Reputation: 61
I know that there're several existing questions like this one, but mine is little bit complicated (for me).
For example, I have index, data, log and flag these four tables.
index: id program compiler flag_id data_id
data: id machine runtime date index_id
log: index_id data_id log
flag: id flag_name
The flag_id, data_id and index_id indicate the corresponding table's main id. Those main id is auto incremental and unique in index and data tables. But flag table's id could be duplicated. For example, a program may use different flags to compile:
index: 123 jacobi gcc 11 345
data: 345 host1 3:21 2015-05-13 22:56:12 123
log: 123 345 "PASS"
flag: 11 "-g"
11 "-mp"
11 "-static"
So this program is compiled like:
gcc -g -mp -static jacobi.c
and the execution time is 3'21'' and finished by 2015-05-13 22:56:12.

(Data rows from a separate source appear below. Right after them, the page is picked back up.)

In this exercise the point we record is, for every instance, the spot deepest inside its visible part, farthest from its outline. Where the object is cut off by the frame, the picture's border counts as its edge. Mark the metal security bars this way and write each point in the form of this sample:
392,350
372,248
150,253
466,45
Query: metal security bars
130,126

The thing is, many people may run this program and may be due to various of reasons, the exact the same test may PASS or FAIL. And only the last run (based on the timestamp--date or the MAX(data_id) or the MAX(index_id) for the same test) will be showed in the webpage. How to determine whether tests are the same (DISTINCT)? These field should be the same:
program, compiler and all the flags (no order issue)
So, you could see, the flags are stored in the flag table. I don't know how to correlate the index and flag table to find the same test.

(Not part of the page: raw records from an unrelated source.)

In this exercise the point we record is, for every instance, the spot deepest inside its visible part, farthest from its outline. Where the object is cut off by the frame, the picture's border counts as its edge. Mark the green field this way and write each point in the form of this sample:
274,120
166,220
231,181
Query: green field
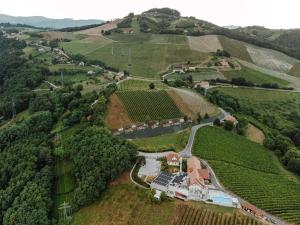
254,76
132,85
125,203
203,74
236,48
149,105
176,141
295,71
148,54
273,103
250,171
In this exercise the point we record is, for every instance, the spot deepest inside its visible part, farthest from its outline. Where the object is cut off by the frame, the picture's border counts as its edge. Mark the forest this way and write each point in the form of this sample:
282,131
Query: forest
29,146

Final example to show my expected output:
index: 123 jacobi gcc 11 345
data: 345 host1 3:21 2015-05-13 22:56:12 123
log: 123 345 "PASS"
flag: 11 "-g"
11 "-mp"
11 "-static"
index: 126 jacobi gcc 15 397
data: 397 host2 3:14 2015-05-13 23:13:28 126
log: 126 397 "FAIL"
flag: 15 "-g"
15 "-mp"
15 "-static"
Here, for these two records, they are the same test since they're using the same compiler to compile the same program with the same flags. But the second one is latest one. Because we can tell either from index_id, data_id or finishing date.

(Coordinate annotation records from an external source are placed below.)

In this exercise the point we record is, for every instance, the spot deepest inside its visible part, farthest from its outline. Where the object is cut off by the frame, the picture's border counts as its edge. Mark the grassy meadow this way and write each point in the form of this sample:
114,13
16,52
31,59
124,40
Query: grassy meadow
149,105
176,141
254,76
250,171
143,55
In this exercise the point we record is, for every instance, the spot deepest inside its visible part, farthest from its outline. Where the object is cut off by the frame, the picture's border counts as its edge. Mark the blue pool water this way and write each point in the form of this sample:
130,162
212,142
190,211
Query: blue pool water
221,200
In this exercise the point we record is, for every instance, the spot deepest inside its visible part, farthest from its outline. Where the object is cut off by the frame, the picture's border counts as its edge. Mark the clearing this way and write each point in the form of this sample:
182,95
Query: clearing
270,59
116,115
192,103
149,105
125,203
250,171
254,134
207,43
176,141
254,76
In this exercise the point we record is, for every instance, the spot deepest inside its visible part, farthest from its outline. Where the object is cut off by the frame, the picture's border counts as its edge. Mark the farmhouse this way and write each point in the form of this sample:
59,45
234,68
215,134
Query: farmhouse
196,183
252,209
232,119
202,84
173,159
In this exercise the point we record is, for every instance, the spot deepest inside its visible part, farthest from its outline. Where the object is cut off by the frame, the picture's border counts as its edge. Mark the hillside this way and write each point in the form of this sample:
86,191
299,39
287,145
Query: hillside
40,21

If there're 100000 records in my database and maybe 30000 of them are the same tests, how could I get these 30000 tests with their last run result, PASS or FAIL? Like:
gcc -g -mp -static jacobi.c FAIL
gcc -g -mp jacobi.c PASS
gcc -O3 mm.c PASS
...
I know it's wordy, your patience and any help are really appreciated!
Upvotes: 1
Views: 70
Reputation: 9010
I appear to be attracted to self-flagellation. Anyway, first thing is first - assembling your flags into a string, and getting the results.:
select i.compiler, group_concat(f.flag_name order by f.flag_name asc separator ' ') flags, i.program, d.date, l.log
from `index` i
inner join `flag` f
on i.flag_id = f.id
inner join `data` d
on i.data_id = d.id
inner join `log` l
on i.id = l.index_id
group by i.id
the order by
in the group_concat
ensures the same set of flags will always appear in the same order.
This should give us a result that looks like compiler | flag1 flag 2 ... | program | date
Next step is to group by compiler, the flags and the program, and get the max(date)
. We do this by querying the results of the first query.
select compiler, flags, program, max(`date`) max_date
from (
select i.compiler, group_concat(f.flag_name order by f.flag_name asc separator ' ') flags, i.program, d.date
from `index` i
inner join `flag` f
on i.flag_id = f.id
inner join `data` d
on i.data_id = d.id
group by i.id ) q
group by compiler, flags, program;
We now know the most recent run time for each combo of compiler, flags and program.
We now need to join our first query back to this one, to find only the row with the max date, and the associated data:
select q1.* from (
select i.compiler, group_concat(f.flag_name order by f.flag_name asc separator ' ') flags, i.program, d.date, l.log
from `index` i
inner join `flag` f
on i.flag_id = f.id
inner join `data` d
on i.data_id = d.id
inner join `log` l
on i.id = l.index_id
group by i.id
) q1
inner join (
select compiler, flags, program, max(`date`) max_date
from (
select i.compiler, group_concat(f.flag_name order by f.flag_name asc separator ' ') flags, i.program, d.date
from `index` i
inner join `flag` f
on i.flag_id = f.id
inner join `data` d
on i.data_id = d.id
group by i.id ) q
group by compiler, flags, program ) q2
on q1.compiler = q2.compiler
and q1.flags = q2.flags
and q1.program = q2.program
and q1.`date` = q2.max_date
sql fiddle is broken right now so i can't test this - but it should be pretty close.
Upvotes: 1